Sultan Mecid, Reşid Paşa’yı fesadcı bulur; ama arkasında İngiltere olduğu kendisinden çok çekinirdi. Bâbıâli, bürokrasiyi önlemek bahanesiyle, bazı ehemmiyetsiz meselelerde padişaha arzetmeden yürütmek istemişse de, padişah her işten haberdar olmak istediğini söyleyerek bunu reddetmiştir. Bununla beraber günümüz Avrupa hükümdarları gibi, hükümete müdahale etmeden saltanat sürmüştür.

1840’ta taşralarda idarî, malî ve adlî işlere bakmak üzere, Müslüman ve gayrımüslimlerin seçtiği azalardan müteşekkil meclisleri faaliyete geçirmiştir. Böylece memleketimizde demokrasinin yerleşmesine öncülük etmiştir.

Usta bir hattat

Babası, oğullarının tahsiline çok ihtimam etmişti. Sultan Mecid, Arapça, Farsça ve Fransızca bilirdi. Usta bir hattat idi. İcazetini de tahta çıktıktan sonra almıştı. Züppeliğe kaçmadan Batı medeniyetini almayı hedeflemiştir. Bir yandan Avrupa hayranı züppelerle, öte yandan Asya çöllerine dönmeyi arzulayan ham sofularla mücadele etmiş; babası gibi bu yolda kimseye yaranamamıştır.

Zengin Mısırlılar vesilesiyle İstanbul’u saran israf dalgasına karşı çıkmış; bu yolda kızlarını ve damatlarını azarlayıp, tahsisatlarını kesmekten çekinmemişti. “Sultanlar gece mehtabda gezerlermiş. Benim gece mehtabda gezer kızım yoktur. Onları reddedeceğim” diye tehditte bulunmuştur.

Saraydan çıkma bir ağaya hazineden maaş bağlanmasına dair hükümetin talebini “Benim hususi hizmetimde bulunan bir âdemin maliye hazinesinden maaşa ne hakkı var?” diyerek reddetmiş, hususi malından maaş bağlamıştır.

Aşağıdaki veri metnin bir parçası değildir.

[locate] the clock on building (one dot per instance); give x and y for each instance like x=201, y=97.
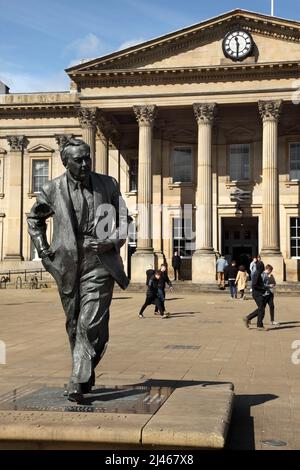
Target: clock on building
x=238, y=44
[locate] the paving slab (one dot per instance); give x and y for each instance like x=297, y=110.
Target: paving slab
x=204, y=341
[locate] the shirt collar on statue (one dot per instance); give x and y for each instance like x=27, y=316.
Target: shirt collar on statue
x=75, y=184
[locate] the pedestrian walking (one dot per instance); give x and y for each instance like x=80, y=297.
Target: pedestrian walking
x=221, y=266
x=258, y=291
x=176, y=264
x=252, y=269
x=270, y=283
x=241, y=281
x=231, y=274
x=152, y=296
x=164, y=279
x=149, y=273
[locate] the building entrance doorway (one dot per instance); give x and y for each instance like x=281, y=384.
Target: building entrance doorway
x=240, y=239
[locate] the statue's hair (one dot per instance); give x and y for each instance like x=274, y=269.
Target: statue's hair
x=70, y=143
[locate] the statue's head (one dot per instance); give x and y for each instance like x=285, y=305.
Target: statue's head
x=75, y=155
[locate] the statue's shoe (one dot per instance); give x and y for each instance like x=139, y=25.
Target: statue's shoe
x=87, y=386
x=75, y=393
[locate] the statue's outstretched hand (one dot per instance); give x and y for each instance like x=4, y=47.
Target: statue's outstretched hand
x=46, y=254
x=100, y=246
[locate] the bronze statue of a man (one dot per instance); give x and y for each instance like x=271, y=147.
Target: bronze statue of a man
x=89, y=227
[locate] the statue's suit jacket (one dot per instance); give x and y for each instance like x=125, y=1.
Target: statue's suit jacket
x=54, y=200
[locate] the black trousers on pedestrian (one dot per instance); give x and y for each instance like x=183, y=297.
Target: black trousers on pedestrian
x=162, y=297
x=260, y=311
x=177, y=274
x=87, y=316
x=152, y=300
x=270, y=302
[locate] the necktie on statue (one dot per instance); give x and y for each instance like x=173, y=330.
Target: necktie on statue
x=84, y=209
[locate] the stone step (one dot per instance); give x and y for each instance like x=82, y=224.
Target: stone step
x=188, y=287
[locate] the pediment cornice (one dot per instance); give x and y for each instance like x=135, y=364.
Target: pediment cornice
x=40, y=148
x=201, y=33
x=235, y=72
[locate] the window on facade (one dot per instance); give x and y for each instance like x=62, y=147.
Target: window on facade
x=1, y=175
x=295, y=161
x=133, y=173
x=182, y=165
x=132, y=233
x=295, y=237
x=40, y=171
x=33, y=253
x=247, y=235
x=236, y=235
x=182, y=229
x=239, y=157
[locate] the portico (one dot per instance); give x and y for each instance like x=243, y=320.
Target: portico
x=182, y=126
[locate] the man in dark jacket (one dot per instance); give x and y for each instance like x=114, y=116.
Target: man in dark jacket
x=230, y=274
x=164, y=279
x=259, y=291
x=149, y=274
x=176, y=264
x=89, y=227
x=152, y=296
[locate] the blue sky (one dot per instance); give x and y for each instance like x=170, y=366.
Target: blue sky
x=40, y=38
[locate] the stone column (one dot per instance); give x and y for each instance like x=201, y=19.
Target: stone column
x=102, y=146
x=61, y=139
x=204, y=261
x=14, y=230
x=270, y=246
x=88, y=120
x=144, y=254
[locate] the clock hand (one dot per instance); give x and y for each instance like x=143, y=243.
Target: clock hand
x=237, y=46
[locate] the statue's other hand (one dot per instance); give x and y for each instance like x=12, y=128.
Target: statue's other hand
x=46, y=254
x=100, y=246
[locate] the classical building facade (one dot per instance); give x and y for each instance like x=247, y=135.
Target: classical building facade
x=206, y=118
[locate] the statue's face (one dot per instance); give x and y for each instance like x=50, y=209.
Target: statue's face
x=79, y=162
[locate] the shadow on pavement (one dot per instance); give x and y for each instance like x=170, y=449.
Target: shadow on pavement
x=241, y=430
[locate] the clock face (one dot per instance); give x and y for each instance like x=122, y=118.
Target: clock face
x=237, y=45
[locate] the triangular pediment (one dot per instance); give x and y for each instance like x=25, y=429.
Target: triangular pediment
x=40, y=148
x=201, y=45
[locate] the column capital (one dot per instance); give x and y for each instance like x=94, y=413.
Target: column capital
x=270, y=110
x=17, y=142
x=145, y=114
x=87, y=117
x=62, y=139
x=204, y=112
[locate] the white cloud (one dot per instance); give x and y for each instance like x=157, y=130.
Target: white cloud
x=131, y=42
x=27, y=83
x=89, y=46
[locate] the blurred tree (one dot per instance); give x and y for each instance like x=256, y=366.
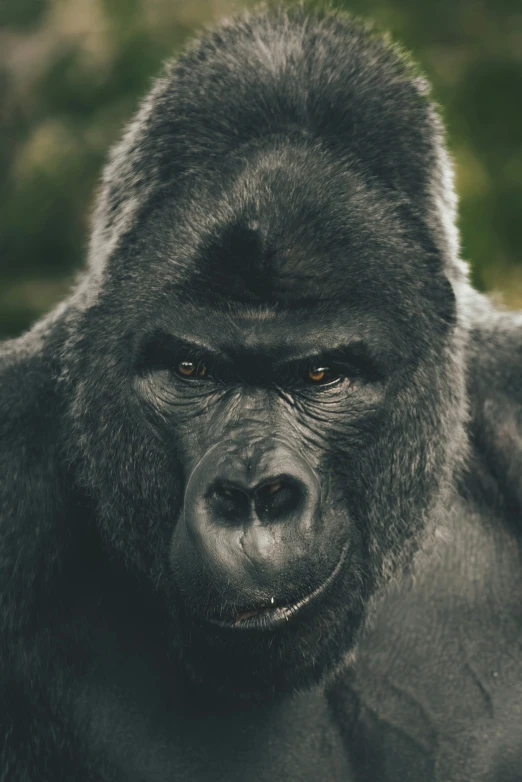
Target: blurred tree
x=71, y=73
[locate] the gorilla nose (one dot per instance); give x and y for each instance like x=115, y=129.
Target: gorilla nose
x=250, y=524
x=272, y=500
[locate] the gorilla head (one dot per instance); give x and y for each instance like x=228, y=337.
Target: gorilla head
x=264, y=365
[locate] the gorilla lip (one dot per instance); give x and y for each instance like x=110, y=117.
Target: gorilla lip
x=269, y=617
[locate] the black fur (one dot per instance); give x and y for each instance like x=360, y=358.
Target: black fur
x=284, y=186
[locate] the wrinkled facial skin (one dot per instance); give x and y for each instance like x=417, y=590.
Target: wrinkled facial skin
x=267, y=452
x=271, y=369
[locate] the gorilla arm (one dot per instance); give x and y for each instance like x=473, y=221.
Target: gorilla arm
x=495, y=391
x=436, y=690
x=33, y=539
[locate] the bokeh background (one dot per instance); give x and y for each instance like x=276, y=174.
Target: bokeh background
x=72, y=72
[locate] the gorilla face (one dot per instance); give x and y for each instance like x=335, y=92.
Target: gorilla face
x=264, y=363
x=265, y=375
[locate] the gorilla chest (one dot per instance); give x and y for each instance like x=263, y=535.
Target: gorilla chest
x=292, y=740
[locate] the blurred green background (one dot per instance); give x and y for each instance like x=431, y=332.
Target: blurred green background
x=72, y=71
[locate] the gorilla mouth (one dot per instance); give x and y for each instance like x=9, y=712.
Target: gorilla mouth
x=269, y=617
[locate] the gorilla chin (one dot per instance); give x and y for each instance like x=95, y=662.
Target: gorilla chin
x=256, y=617
x=274, y=650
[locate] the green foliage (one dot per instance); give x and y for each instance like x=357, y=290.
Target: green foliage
x=71, y=73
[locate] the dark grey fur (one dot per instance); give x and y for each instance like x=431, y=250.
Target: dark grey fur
x=321, y=139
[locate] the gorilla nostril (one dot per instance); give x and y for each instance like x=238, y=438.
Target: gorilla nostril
x=277, y=500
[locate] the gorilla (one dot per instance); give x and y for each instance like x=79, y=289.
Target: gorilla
x=260, y=490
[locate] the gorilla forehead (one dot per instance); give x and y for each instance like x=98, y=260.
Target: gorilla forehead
x=287, y=224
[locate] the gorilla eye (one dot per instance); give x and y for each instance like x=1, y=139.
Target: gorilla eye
x=191, y=369
x=321, y=376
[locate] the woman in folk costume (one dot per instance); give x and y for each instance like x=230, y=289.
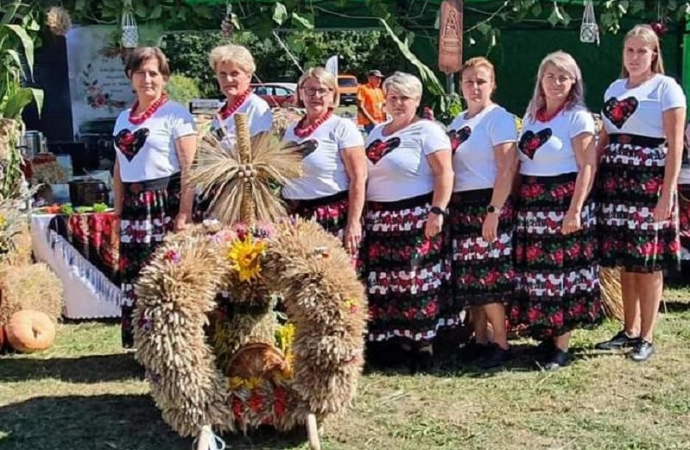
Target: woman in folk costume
x=406, y=249
x=155, y=142
x=641, y=145
x=331, y=190
x=234, y=68
x=483, y=141
x=555, y=243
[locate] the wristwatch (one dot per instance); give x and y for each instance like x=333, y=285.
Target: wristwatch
x=438, y=210
x=491, y=209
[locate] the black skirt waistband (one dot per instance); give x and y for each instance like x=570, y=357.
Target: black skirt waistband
x=316, y=202
x=156, y=184
x=401, y=204
x=634, y=139
x=550, y=179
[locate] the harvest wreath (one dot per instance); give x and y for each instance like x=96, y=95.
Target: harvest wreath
x=206, y=329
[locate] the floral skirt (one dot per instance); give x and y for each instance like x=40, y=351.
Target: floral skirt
x=148, y=212
x=329, y=212
x=684, y=213
x=630, y=180
x=407, y=275
x=482, y=271
x=557, y=275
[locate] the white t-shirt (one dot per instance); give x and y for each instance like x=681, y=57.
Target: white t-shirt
x=398, y=166
x=639, y=110
x=546, y=149
x=147, y=151
x=258, y=112
x=473, y=141
x=324, y=170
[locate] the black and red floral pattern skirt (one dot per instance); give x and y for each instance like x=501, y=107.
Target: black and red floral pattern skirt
x=557, y=275
x=630, y=180
x=407, y=275
x=329, y=212
x=684, y=215
x=482, y=271
x=148, y=212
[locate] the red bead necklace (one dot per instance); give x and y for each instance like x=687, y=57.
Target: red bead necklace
x=543, y=117
x=138, y=119
x=226, y=111
x=302, y=132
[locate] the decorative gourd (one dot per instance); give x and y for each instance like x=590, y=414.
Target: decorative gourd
x=30, y=331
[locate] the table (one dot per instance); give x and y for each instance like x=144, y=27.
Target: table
x=82, y=251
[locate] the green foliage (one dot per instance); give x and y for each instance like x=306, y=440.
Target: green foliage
x=182, y=89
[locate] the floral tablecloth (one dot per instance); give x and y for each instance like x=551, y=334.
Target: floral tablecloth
x=93, y=236
x=82, y=250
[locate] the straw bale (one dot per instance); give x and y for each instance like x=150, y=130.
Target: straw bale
x=29, y=287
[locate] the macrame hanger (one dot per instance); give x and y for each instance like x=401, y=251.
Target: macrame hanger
x=589, y=30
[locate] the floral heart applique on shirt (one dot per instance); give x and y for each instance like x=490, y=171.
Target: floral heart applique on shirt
x=130, y=143
x=457, y=137
x=378, y=149
x=530, y=141
x=619, y=111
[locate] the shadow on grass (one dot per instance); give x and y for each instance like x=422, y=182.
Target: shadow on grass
x=674, y=307
x=85, y=369
x=110, y=422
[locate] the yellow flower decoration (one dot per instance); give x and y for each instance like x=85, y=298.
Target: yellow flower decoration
x=245, y=255
x=253, y=383
x=285, y=335
x=235, y=382
x=518, y=123
x=351, y=305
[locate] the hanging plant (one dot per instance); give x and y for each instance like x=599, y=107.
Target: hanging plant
x=58, y=20
x=130, y=32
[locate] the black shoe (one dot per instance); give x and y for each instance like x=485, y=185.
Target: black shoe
x=545, y=348
x=558, y=360
x=619, y=341
x=496, y=357
x=642, y=351
x=473, y=351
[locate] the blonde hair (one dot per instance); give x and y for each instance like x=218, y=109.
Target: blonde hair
x=232, y=53
x=405, y=83
x=479, y=61
x=565, y=62
x=649, y=36
x=324, y=77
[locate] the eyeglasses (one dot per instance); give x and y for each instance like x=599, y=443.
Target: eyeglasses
x=314, y=91
x=559, y=79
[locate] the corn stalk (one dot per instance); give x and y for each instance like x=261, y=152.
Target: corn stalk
x=18, y=29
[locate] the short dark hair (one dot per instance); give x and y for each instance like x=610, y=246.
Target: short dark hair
x=142, y=54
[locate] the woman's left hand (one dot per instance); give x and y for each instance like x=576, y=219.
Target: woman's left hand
x=180, y=222
x=352, y=237
x=663, y=208
x=571, y=223
x=434, y=224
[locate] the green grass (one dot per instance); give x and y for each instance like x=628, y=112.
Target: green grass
x=86, y=393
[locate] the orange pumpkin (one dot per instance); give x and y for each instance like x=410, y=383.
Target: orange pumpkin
x=30, y=331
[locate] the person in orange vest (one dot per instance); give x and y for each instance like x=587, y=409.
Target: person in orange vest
x=370, y=101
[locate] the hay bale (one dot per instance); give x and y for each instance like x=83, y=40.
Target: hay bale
x=29, y=287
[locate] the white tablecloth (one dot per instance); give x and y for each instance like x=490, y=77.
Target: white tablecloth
x=84, y=297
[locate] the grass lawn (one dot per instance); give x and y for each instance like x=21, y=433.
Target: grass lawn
x=85, y=393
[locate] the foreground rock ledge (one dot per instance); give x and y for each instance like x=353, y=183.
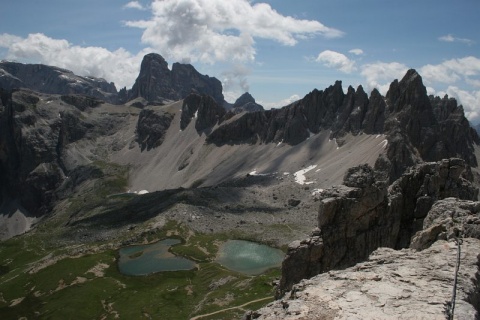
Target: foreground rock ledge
x=404, y=284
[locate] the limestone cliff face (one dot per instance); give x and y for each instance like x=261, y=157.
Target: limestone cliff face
x=151, y=128
x=390, y=284
x=204, y=109
x=38, y=133
x=417, y=127
x=246, y=103
x=156, y=82
x=53, y=80
x=362, y=215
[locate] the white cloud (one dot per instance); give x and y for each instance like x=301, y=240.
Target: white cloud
x=219, y=30
x=236, y=78
x=118, y=66
x=336, y=60
x=134, y=5
x=380, y=74
x=280, y=103
x=452, y=71
x=469, y=100
x=451, y=38
x=357, y=52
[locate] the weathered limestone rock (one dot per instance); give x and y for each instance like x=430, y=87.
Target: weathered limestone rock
x=53, y=80
x=362, y=215
x=403, y=284
x=156, y=82
x=412, y=196
x=151, y=128
x=204, y=109
x=448, y=219
x=352, y=222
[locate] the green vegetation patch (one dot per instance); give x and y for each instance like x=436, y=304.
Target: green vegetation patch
x=44, y=282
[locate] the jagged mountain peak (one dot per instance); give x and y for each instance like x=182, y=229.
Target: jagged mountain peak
x=54, y=80
x=243, y=99
x=156, y=83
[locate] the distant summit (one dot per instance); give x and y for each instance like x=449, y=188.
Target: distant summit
x=156, y=82
x=246, y=103
x=53, y=80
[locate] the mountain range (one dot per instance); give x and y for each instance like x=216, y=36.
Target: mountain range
x=68, y=141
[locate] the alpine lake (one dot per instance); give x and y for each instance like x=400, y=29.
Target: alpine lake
x=241, y=256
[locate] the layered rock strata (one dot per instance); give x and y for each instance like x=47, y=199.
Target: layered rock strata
x=390, y=284
x=362, y=215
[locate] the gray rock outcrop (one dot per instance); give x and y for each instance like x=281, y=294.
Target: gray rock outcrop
x=151, y=128
x=37, y=132
x=204, y=109
x=448, y=219
x=362, y=215
x=391, y=284
x=246, y=103
x=54, y=80
x=417, y=127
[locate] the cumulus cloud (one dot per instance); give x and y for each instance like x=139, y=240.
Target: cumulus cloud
x=235, y=79
x=380, y=74
x=219, y=30
x=134, y=5
x=118, y=66
x=280, y=103
x=357, y=52
x=333, y=59
x=451, y=38
x=453, y=70
x=469, y=100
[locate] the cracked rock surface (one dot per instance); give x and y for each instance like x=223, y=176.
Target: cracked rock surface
x=404, y=284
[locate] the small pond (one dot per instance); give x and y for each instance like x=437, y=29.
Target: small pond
x=248, y=257
x=146, y=259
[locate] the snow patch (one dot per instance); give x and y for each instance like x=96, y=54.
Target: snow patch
x=384, y=142
x=255, y=173
x=138, y=192
x=300, y=175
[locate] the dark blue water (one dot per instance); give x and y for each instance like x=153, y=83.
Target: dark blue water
x=249, y=257
x=146, y=259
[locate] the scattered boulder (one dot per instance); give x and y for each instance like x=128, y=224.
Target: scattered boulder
x=390, y=284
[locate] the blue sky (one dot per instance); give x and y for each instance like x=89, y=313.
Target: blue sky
x=278, y=50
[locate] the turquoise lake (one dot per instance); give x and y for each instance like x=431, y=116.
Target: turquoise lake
x=249, y=257
x=146, y=259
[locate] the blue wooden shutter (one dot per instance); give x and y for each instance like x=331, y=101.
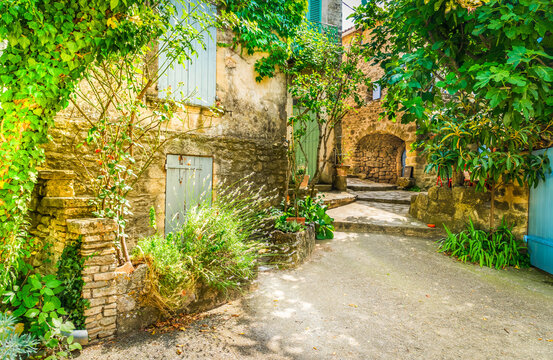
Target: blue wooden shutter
x=377, y=92
x=189, y=182
x=314, y=11
x=197, y=77
x=540, y=226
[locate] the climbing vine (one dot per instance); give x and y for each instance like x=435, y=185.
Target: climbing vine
x=48, y=47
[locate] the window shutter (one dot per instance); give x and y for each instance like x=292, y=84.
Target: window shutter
x=196, y=79
x=314, y=11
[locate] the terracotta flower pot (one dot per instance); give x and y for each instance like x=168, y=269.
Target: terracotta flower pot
x=299, y=220
x=304, y=182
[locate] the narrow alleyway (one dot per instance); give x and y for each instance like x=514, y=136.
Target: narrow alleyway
x=368, y=296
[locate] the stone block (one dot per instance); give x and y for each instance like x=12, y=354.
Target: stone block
x=91, y=226
x=93, y=311
x=97, y=302
x=91, y=269
x=126, y=303
x=110, y=312
x=112, y=290
x=108, y=320
x=95, y=284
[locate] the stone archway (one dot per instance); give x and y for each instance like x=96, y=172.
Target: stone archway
x=378, y=157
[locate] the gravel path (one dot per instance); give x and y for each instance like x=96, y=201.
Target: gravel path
x=367, y=296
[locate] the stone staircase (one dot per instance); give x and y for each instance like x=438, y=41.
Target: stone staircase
x=380, y=208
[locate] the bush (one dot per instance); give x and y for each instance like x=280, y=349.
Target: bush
x=496, y=249
x=288, y=226
x=216, y=247
x=13, y=344
x=314, y=212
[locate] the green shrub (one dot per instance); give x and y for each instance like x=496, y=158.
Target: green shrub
x=35, y=301
x=13, y=344
x=314, y=212
x=288, y=226
x=217, y=247
x=496, y=249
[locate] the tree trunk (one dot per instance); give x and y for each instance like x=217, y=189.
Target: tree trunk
x=492, y=209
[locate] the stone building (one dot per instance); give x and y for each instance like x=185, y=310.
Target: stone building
x=379, y=149
x=248, y=137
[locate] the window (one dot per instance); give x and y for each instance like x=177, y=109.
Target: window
x=314, y=11
x=196, y=79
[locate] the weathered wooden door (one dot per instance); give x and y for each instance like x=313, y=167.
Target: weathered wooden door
x=540, y=221
x=189, y=182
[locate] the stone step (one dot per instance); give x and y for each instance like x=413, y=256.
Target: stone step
x=365, y=185
x=323, y=187
x=347, y=226
x=336, y=199
x=390, y=197
x=369, y=217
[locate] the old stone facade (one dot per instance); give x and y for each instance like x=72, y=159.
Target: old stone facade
x=247, y=138
x=454, y=207
x=373, y=147
x=378, y=157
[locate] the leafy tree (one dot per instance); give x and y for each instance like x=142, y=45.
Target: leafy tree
x=266, y=27
x=475, y=76
x=327, y=83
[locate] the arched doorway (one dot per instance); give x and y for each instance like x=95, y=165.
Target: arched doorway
x=379, y=157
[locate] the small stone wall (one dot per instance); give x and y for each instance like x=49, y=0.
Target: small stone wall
x=52, y=204
x=288, y=250
x=378, y=158
x=455, y=206
x=97, y=247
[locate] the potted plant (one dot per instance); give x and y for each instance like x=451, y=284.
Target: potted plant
x=341, y=167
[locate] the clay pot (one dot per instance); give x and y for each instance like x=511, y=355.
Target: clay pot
x=342, y=170
x=304, y=182
x=299, y=220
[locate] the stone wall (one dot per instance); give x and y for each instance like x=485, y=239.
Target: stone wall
x=364, y=121
x=455, y=206
x=53, y=204
x=377, y=157
x=247, y=137
x=98, y=236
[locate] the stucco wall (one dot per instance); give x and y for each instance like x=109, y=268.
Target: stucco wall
x=249, y=137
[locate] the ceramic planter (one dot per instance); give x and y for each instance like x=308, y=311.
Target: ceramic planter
x=342, y=170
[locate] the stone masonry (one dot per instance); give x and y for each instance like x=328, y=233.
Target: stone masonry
x=365, y=121
x=455, y=206
x=98, y=236
x=377, y=157
x=52, y=204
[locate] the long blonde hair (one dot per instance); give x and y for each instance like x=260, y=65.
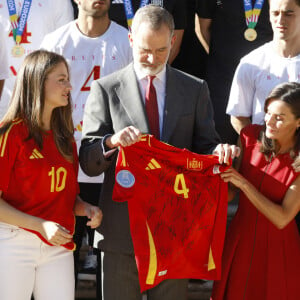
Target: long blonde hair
x=28, y=101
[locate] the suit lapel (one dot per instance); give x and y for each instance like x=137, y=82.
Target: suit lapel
x=173, y=105
x=130, y=97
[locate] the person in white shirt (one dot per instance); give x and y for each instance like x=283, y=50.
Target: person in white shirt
x=39, y=18
x=3, y=60
x=94, y=46
x=262, y=69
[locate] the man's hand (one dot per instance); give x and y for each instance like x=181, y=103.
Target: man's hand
x=226, y=151
x=54, y=233
x=94, y=215
x=125, y=137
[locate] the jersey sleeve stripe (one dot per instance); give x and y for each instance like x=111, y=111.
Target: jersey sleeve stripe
x=211, y=262
x=4, y=137
x=152, y=258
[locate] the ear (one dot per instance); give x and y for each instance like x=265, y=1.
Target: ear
x=173, y=39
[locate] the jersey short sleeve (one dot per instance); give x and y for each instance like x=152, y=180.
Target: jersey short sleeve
x=177, y=207
x=64, y=12
x=10, y=143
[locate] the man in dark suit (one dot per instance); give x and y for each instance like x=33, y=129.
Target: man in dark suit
x=116, y=114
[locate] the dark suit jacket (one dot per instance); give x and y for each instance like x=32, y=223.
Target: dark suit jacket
x=115, y=102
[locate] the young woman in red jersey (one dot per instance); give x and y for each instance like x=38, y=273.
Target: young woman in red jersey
x=38, y=184
x=261, y=257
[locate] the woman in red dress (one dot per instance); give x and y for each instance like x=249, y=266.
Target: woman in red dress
x=261, y=258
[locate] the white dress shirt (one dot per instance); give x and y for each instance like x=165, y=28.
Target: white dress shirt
x=159, y=83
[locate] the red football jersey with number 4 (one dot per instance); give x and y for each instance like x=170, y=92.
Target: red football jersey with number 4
x=177, y=206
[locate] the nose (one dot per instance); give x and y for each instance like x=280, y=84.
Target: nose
x=280, y=18
x=68, y=85
x=151, y=58
x=269, y=119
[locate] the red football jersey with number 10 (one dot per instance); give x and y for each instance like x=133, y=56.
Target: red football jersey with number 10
x=177, y=206
x=39, y=182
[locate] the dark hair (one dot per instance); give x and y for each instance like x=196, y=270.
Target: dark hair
x=28, y=101
x=155, y=16
x=289, y=93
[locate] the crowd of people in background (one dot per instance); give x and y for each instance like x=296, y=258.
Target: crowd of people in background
x=76, y=79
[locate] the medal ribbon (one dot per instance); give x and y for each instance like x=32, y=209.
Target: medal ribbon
x=129, y=10
x=252, y=15
x=18, y=27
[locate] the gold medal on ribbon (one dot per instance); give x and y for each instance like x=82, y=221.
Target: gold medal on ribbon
x=17, y=51
x=250, y=34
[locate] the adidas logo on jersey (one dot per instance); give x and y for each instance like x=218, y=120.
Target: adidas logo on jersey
x=152, y=165
x=35, y=154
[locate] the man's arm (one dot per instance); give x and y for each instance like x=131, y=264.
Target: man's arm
x=238, y=123
x=203, y=31
x=96, y=126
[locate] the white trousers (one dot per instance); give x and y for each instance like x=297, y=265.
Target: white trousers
x=28, y=265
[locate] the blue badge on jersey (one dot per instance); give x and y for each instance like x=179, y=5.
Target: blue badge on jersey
x=125, y=179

Vezirleri ve ailesini israftan vazgeçirmek için çok uğraşmış ise de, muvaffak olamamıştır. Her şey çok iyi giderken, Kırım Harbi’nden sonra ise memleketin talihi dönmüş; fakirliğe rağmen herkesin eskiden alıştığı hayatı sürdürmek istemesi, devleti ve aileleri harab etmiştir.


Sultan Abdülmecid'in yazdığı bir levha

Âli Paşa sadrazam, Fuad Efendi hariciye nazırı iken Fransa ile bir dış borçlanma anlaşması imzalanmıştı. Padişah, “Ben devleti öncekilerden nasıl aldıysam, sonrakilere öyle bırakacağım. Eğer borçlanma anlaşması bozulmaz ise istifa ederim” dedi. Bunun üzerine anlaşma bozuldu. Ancak Kırım Harbi sebebiyle ilk dış borç alınmak zorunda kalındı. Memleketi çok müşkil vaziyete sokan bu borçları, oğlu Sultan Hamid ödedi. Harbden müsbet bir netice elde edilemedi. Hatta Şark siyasetinde İngiltere’nin güçlenmesine ve birkaç sene sonra Hindistan’ı işgaline yol açtı.

Ben hayattayım ya!

Fevkalâde merhametli idi. Kendisini öldürmek üzere tertiplenen Kuleli Vak’ası’nda darbenin faillerini, “Ben hayattayım ya!” diyerek affetmek büyüklüğünü göstermiştir. Zamanında siyasî ceza diye bir şey bahis mevzuu olmamıştır. Padişahın demokratlığı bugün bile çok kimseye numune olabilecek derecededir. O zaman Avrupa’da bu hasletlere sahip bir başka hükümdar yoktu. 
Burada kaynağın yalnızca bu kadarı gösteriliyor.